Dealing with the Brexit trilemma : How Johnson’s approach differed from TMay’s

Dealing with the Brexit trilemma : How Johnson’s approach differed from TMay’s

A guest slot from Timothy Hinton

I have consistently misunderstood the Brexit options open to the UK as existing on a continuum, from the softest Single Market + Customs Union extreme on one end to the hardest No Deal extreme on the other. The choices made by Boris Johnson, and the relative speed with which the UK and EU were able to reach agreement on a radically different deal, have made it clear that the main options have been much more discrete.

If we consider the December 2017 Joint Report we can see that Brexit is a classic example of an impossible trinity, or trilemma. There exist three options, of which a Brexit deal can consist of only two. The three options are: (1) to avoid regulatory divergence between the Republic of Ireland and Northern Ireland (thus supporting the all-Ireland economy and the Good Friday Agreement), (2) to avoid regulatory divergence between Great Britain and Northern Ireland (thus preserving the Union), (3) to create regulatory divergence between Great Britain and the EU (thus taking back control).

Remainers and the EU have been successful in ensuring that respecting the Good Friday Agreement must be one of the two options chosen. The UK would not choose No Deal. The EU would stand by Ireland. The fundamental choice for the UK has then been between preserving the Union and taking back control. One factor that helped to obscure the reality of this choice was the magical thinking from many Leavers that there was a technological solution that would allow all three options in the trilemma to be chosen, or that the UK could simply walk away from its commitment to the GFA without any serious repercussions (for example to its international reputation).

With Johnson’s deal we can see that reality has imposed itself and a different choice to May has been made. While May’s choice was for preserving the Union, Johnson’s has been for taking back control. Making the distinction in this way I can understand why the more extreme Leavers would be happier with Johnson’s deal, and how much opposition Remainers and the DUP lost by opposing May’s deal.

The alternative to May’s Deal was never going to be a softer Brexit, or one with stronger ties between Great Britain and Northern Ireland, as it was the softer of the two available options in the Brexit Trilemma that put preserving the Union ahead of taking back control.

One argument that has been made to justify the opposition of Remainers to May’s deal was that it would have been wrong for Remainer MPs to effectively impose a deal on Leaver MPs that they did not consent to.
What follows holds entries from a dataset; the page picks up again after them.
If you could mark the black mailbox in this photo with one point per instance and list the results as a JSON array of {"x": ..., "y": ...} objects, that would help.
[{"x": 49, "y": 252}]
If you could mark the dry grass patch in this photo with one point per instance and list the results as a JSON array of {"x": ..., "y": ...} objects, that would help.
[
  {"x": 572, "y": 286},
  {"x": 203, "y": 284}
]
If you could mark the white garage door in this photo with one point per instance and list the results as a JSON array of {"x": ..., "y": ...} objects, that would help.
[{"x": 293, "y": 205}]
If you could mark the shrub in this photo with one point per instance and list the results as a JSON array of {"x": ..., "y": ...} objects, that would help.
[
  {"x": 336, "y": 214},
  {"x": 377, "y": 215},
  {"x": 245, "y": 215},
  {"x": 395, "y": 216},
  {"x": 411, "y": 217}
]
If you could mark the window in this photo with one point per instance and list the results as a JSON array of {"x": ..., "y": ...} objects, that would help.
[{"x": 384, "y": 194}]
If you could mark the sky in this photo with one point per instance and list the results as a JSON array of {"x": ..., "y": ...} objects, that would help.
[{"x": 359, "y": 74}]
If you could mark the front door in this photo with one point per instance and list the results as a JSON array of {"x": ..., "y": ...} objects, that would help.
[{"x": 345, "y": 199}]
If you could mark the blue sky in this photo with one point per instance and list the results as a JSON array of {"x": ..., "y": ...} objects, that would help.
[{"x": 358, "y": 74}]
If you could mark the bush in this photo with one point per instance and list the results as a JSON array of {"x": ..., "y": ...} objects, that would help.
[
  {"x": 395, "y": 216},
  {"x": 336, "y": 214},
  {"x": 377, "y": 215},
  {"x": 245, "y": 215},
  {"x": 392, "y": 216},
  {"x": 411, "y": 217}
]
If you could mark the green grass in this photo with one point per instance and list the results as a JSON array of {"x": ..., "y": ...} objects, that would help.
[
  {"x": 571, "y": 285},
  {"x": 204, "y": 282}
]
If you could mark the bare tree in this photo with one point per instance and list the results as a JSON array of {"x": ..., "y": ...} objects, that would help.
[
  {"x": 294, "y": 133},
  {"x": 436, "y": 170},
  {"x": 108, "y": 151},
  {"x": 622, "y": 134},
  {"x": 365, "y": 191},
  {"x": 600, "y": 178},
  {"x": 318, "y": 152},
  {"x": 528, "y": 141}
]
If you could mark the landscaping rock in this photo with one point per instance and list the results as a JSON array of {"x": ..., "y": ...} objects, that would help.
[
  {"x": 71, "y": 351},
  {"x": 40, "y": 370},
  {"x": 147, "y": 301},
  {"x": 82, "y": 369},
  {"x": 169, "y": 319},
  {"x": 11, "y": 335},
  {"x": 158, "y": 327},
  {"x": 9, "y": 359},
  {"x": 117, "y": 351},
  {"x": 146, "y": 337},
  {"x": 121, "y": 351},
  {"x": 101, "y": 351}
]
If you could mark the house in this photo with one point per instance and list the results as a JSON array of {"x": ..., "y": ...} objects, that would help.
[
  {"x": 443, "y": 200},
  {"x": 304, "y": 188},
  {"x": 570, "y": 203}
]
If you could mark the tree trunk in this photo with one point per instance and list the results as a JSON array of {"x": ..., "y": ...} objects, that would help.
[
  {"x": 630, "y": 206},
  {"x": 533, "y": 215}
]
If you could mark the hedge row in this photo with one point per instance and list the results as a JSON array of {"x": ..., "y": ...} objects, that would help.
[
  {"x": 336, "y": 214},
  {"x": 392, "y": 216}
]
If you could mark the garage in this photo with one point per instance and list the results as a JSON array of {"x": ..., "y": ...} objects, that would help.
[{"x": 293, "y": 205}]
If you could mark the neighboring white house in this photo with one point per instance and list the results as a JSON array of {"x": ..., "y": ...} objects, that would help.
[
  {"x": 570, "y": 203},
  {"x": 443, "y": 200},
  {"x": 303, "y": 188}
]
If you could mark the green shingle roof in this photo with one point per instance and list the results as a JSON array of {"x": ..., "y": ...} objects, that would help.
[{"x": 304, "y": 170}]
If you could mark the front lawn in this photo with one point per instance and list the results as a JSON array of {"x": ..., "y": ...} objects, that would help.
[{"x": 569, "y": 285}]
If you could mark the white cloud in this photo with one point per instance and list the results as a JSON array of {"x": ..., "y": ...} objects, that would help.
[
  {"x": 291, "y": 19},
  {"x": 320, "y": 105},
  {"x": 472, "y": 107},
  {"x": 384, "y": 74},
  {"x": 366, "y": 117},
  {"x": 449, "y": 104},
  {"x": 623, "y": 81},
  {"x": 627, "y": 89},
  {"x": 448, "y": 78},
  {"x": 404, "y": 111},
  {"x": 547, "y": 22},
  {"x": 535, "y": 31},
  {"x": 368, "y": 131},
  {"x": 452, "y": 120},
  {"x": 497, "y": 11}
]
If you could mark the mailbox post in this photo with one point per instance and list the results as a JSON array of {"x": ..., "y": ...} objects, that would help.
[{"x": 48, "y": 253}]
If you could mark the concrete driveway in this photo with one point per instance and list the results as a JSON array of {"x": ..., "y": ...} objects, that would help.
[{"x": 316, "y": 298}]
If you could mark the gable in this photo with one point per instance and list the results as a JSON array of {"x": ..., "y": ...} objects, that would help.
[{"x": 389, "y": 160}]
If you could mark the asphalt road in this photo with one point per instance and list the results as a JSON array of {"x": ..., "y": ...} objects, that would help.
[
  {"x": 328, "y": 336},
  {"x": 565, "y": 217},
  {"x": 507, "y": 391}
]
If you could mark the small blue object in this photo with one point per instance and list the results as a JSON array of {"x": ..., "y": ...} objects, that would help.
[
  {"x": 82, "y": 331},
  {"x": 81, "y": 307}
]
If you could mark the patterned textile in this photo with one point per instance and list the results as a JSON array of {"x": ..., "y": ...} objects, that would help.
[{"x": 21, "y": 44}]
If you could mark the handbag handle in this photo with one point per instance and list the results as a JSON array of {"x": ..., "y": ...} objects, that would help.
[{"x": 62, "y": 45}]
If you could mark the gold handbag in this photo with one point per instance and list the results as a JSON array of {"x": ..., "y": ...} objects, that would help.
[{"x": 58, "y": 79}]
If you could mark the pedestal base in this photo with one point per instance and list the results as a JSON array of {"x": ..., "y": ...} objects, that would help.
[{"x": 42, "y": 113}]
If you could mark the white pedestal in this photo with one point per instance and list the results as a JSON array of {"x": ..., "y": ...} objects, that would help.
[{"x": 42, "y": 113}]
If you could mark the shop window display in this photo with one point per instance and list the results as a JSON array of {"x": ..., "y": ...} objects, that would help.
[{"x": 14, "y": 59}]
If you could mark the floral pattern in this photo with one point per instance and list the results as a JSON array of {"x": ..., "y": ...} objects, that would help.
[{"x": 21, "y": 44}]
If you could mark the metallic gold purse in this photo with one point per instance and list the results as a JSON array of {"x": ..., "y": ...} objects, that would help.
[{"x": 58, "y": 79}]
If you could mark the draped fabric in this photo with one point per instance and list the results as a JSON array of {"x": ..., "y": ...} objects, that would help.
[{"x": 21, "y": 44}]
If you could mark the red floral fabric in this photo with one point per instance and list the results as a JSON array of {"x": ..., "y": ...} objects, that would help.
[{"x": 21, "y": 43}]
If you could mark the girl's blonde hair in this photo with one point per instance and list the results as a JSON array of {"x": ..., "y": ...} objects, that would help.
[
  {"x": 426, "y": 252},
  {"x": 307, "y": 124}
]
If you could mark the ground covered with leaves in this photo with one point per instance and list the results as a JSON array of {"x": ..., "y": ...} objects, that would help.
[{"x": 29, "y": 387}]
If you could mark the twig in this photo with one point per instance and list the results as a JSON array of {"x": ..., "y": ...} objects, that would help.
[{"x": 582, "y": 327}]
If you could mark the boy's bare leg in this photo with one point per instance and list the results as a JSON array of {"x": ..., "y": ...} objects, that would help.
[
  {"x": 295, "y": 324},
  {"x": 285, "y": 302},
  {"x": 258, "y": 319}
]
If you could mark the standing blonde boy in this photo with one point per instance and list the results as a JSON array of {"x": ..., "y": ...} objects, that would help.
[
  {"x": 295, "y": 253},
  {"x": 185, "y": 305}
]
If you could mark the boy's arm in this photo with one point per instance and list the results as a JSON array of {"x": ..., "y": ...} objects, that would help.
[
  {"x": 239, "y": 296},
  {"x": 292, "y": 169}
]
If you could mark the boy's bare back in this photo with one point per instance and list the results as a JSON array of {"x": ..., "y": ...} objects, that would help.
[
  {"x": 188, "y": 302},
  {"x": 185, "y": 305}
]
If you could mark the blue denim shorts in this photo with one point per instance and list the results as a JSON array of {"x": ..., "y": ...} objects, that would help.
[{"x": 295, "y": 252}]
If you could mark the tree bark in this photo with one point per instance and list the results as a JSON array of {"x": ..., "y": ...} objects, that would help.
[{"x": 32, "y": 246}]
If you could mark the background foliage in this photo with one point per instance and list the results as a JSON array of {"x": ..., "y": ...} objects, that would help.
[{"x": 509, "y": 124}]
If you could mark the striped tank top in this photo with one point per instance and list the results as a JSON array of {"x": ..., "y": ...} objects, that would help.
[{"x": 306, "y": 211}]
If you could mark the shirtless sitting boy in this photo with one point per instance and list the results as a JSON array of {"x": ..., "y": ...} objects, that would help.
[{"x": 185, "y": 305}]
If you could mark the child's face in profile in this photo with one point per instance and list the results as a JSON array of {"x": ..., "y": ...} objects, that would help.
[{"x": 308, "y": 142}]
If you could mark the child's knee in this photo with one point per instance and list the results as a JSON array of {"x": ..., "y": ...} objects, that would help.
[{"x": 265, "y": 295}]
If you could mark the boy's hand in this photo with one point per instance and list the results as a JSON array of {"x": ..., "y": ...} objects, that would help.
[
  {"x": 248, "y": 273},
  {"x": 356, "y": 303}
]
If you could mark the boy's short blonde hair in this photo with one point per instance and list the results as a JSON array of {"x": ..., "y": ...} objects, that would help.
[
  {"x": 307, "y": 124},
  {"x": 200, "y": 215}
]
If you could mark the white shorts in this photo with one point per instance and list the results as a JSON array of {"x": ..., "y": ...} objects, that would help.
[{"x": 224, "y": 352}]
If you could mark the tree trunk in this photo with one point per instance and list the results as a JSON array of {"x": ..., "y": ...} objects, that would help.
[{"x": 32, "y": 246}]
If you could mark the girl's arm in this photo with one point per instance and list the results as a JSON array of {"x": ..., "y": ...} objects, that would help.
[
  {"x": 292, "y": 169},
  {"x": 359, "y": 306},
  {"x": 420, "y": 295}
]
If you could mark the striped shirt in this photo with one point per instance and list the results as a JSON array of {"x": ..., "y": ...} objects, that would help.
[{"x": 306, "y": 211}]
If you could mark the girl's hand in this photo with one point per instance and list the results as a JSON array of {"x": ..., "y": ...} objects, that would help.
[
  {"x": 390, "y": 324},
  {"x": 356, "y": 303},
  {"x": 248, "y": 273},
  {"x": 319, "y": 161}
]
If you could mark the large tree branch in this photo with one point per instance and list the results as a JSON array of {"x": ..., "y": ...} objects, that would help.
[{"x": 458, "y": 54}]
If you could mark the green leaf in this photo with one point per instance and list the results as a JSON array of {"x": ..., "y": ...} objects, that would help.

If the ERG do vote with very few exceptions for Johnson’s deal that argument would suggest that Remainers should not stand in the way of its passage. However, perhaps there is still an argument for a second referendum. The public have not been involved in the choice between the three options of the Brexit trilemma.

There now exist two deals which represent the two combinations of the trilemma that respect the Good Friday Agreement. Perhaps we ought to put the choice between May’s Deal, and Johnson’s, to a public vote?